Study on CTA in TIA Patients

Germany: Study on Acute Computed Tomography Angiography (CTA) in TIA Patients

Acute computed tomography angiography (CTA) reveals high-grade ipsilateral pathology in more than every fifth transient ischemic attack (TIA) patient, reveals a recent study. This could therefore be an important diagnostic tool in the initial workup. Further, those with heart disease and/or short duration of symptoms were shown to benefit more likely from CTA to streamline further diagnostics and therapy.

The study was published in the journal BMC Neurology on 03 January 2022.

TIA is an important predictor for a pending stroke.

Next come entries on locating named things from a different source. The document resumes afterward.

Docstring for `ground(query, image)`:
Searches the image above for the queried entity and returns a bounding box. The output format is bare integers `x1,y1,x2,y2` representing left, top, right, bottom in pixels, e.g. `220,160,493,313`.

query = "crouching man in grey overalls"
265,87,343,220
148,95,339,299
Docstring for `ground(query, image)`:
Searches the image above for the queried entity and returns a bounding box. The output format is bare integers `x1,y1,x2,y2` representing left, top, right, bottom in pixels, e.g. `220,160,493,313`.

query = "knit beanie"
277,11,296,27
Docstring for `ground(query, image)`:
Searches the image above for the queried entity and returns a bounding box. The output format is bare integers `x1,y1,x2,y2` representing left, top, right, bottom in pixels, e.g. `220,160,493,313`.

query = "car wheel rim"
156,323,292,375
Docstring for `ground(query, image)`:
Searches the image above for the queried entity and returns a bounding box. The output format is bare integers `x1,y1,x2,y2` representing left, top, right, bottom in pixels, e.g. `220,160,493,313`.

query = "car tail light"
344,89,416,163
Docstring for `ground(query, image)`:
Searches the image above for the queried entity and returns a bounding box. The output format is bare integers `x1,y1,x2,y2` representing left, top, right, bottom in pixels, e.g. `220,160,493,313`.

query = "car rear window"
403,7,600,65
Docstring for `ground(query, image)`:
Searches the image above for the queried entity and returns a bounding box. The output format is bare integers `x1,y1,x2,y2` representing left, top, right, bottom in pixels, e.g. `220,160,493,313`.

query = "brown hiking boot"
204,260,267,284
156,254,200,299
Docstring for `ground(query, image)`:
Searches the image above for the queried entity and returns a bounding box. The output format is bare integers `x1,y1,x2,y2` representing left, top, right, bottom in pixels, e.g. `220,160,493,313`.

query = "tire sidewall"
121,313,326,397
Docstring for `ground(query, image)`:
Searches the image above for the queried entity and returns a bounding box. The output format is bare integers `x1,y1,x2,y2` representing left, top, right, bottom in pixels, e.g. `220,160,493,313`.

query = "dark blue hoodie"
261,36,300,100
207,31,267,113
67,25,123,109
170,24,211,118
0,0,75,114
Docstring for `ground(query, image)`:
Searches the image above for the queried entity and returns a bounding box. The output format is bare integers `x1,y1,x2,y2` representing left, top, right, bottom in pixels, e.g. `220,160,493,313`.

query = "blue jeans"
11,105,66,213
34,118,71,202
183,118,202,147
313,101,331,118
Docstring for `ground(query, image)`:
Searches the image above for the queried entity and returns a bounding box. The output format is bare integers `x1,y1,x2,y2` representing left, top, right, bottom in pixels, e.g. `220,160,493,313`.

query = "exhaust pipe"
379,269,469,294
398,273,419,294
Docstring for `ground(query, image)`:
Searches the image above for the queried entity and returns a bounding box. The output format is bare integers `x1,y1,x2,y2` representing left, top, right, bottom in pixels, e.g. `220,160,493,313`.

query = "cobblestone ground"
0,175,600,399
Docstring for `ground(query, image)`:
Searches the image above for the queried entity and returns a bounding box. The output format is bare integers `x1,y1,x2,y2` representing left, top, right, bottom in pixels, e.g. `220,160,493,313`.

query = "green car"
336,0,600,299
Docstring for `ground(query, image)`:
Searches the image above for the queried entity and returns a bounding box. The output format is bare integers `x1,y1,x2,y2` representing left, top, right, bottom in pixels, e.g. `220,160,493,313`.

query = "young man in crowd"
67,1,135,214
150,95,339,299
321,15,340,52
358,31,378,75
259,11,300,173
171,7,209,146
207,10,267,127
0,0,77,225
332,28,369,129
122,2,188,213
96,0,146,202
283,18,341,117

A workup for TIA patients similar to that of stroke patients, including an assessment of the extra- and intracranial arteries for vascular pathologies with direct therapeutic implications via CTA is recommended.

Against the above backdrop, Ilko L. Maier, Department of Neurology, University Medicine Göttingen, Göttingen, Germany, and colleagues aimed to systematically analyze patients who received early CTA-imaging and evaluate the predictive value of TIA-scores and clinical characteristics for ipsilateral vascular pathologies and the need for invasive treatment.

For this purpose, the researchers analyzed clinical and imaging data from TIA patients who were admitted to a tertiary university hospital between September 2015 and March 2018. The researchers classified them into the following categories:

  • No- or low-grade vascular pathology
  • Ipsilateral high-risk vascular pathology
  • High-risk findings that needed invasive, surgical, or interventional treatment

They investigated established TIA-scores (ABCD2-, the ABCD3- and the SPI-II score) and various clinical characteristics as predictive factors for ipsilateral vascular pathologies and the need for invasive treatment.

Key Findings

  • Of 812 patients, 531 (65.4%) underwent initial CTA in the emergency department.
  • In 121 (22.8%) patients, ipsilateral vascular pathologies were identified, of which 36 (6.7%) needed invasive treatment.
  • The ABCD2-, ABCD3- and SPI-II scores were not predictive for ipsilateral vascular pathologies or the need for invasive treatment.
  • Male sex (OR 1.579), a short duration of symptoms (OR 0.692), arterial hypertension (OR 1.718), and coronary heart disease (OR 1.916) were identified as predictors for ipsilateral vascular pathologies.
  • As predictors for the need for invasive treatment, a short duration of symptoms (OR 0.565), arterial hypertension (OR 2.612) and hyperlipidemia (OR 5.681), as well as the absence of atrial fibrillation (OR 0.274), were identified.

To conclude, more than every fifth TIA patient had relevant vascular findings revealed by acute CTA. TIA scores were not predictive of these findings.

"Patients with a short duration of symptoms and a vascular risk profile including coronary heart disease, arterial hypertension and hyperlipidemia most likely might benefit from early CTA to streamline further diagnostics and therapy," wrote the authors.